According to various embodiments of the present teachings, systems and methods are provided which receive and analyze fluorescent or other emission data generated by samples in PCR or other processes as temperatures vary during melting or dissociation phenomena. According to various embodiments, the fluorescent emission spectra of one or more DNA or other samples can be captured or received as a function of temperature or other parameters, and the raw dissociation curve plotted. According to various embodiments, the analysis can include interpolating, over sampling, or resampling the source or raw dissociation curve to produce a curve or representation having equally-spaced temperature intervals. According to various embodiments, the analysis can comprise inspecting the spectral plot of the raw dissociation curve to identify curves containing comparatively large amounts of power in upper frequencies, indicating extraneous noise in the detection process. According to various embodiments, dissociation curves whose normalized variance exceeds a predetermined threshold can be discarded as unreliable. According to various embodiments, the analysis can further comprise removing low-frequency components of the raw dissociation curve, to better isolate melting behavior. According to various embodiments, the raw dissociation curve can be subjected to a derivative computation, for example a first derivative, to assist in identifying points of sharpest change in the dissociation data in turn indicating a possible melting point. According to various embodiments, the derivative computation can comprise the application of an edge filter, for example a Canny filter or other filter or computation. According to various embodiments, the dissociation curve after derivative processing can contain multiple identified melting points.

FIGURES

FIG. 1 illustrates a dissociation/melting curve, according to various embodiments of the present teachings.

FIGS. 2(A) and 2(B) illustrate a set of melt curves and differential melt curves having multiple products, according to various embodiments of the present teachings.

FIG. 3 illustrates a flow diagram of interpolation processing, according to various embodiments of the present teachings.

FIG. 4(A) illustrates a melt curve and a set of related derivative and power spectrum curves reflecting noisy sample data, according to various embodiments of the present teachings.

FIG. 4(B) illustrates a melt curve and a set of related derivative and power spectrum curves reflecting good or reliable sample data, according to various embodiments of the present teachings.

FIG. 4(C) illustrates a melt curve and a set of related derivative and power spectrum curves reflecting marginal sample data, according to various embodiments of the present teachings.
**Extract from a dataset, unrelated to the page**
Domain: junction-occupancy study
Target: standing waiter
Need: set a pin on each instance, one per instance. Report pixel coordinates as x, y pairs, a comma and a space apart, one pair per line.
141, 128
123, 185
FIG. 5(A) illustrates the generation of a set of differential melt curves, according to various embodiments of the present teachings.

FIG. 5(B) illustrates the generation of a set of differential melt curves, according to various embodiments of the present teachings in another regard.

FIG. 6 illustrates a flow diagram of a pedestal removal algorithm, according to various embodiments of the present teachings.

DESCRIPTION

According to various embodiments of the present teachings, systems and methods are provided that operate on raw dissociation data plots to generate a first-order or other derivative plot of the original emission data. According to various embodiments, the emission data can comprise a graph, chart, or other representation of the dye emission of one or more fluorescently-labeled samples, such as DNA samples, as a function of temperature. According to various embodiments, the raw emission data of the dissociation/melting curve or other data can be pre-processed or otherwise conditioned to improve the downstream analysis. According to various embodiments, for example, the analysis can comprise interpolating the measurement data taken at unevenly-spaced temperature intervals into data samples at equally-spaced temperature intervals. According to various embodiments, an equal spacing interpolation, or other resampling or oversampling step, can improve the mathematical integrity or capability of the subsequent calculations, including, for example, to permit Fourier or other frequency-domain transformations. According to various embodiments, the original raw or source data can comprise data samples at irregular temperature intervals, since the rate of change in temperature can vary at different points in the PCR or other cycle or process. According to various embodiments, resampling, oversampling, interpolating, or otherwise processing the fluorescent signal-versus-temperature graph to produce data points at equally-spaced temperature intervals can provide modified data which is capable of being subjected to frequency domain analysis. In some embodiments, raw dissociation data that is interpolated, oversampled, or resampled to produce data points at equally-spaced temperature intervals can be subjected to a Fourier transform, to develop a frequency-domain or spectral representation of the original melting curve, or of processed melting curves derived from the original melting curve. The frequency transform or operator can comprise a discrete-time Fourier transform, a continuous Fourier transform, a Fast Fourier Transform, a wavelet transform, or other transform, algorithm, or operator.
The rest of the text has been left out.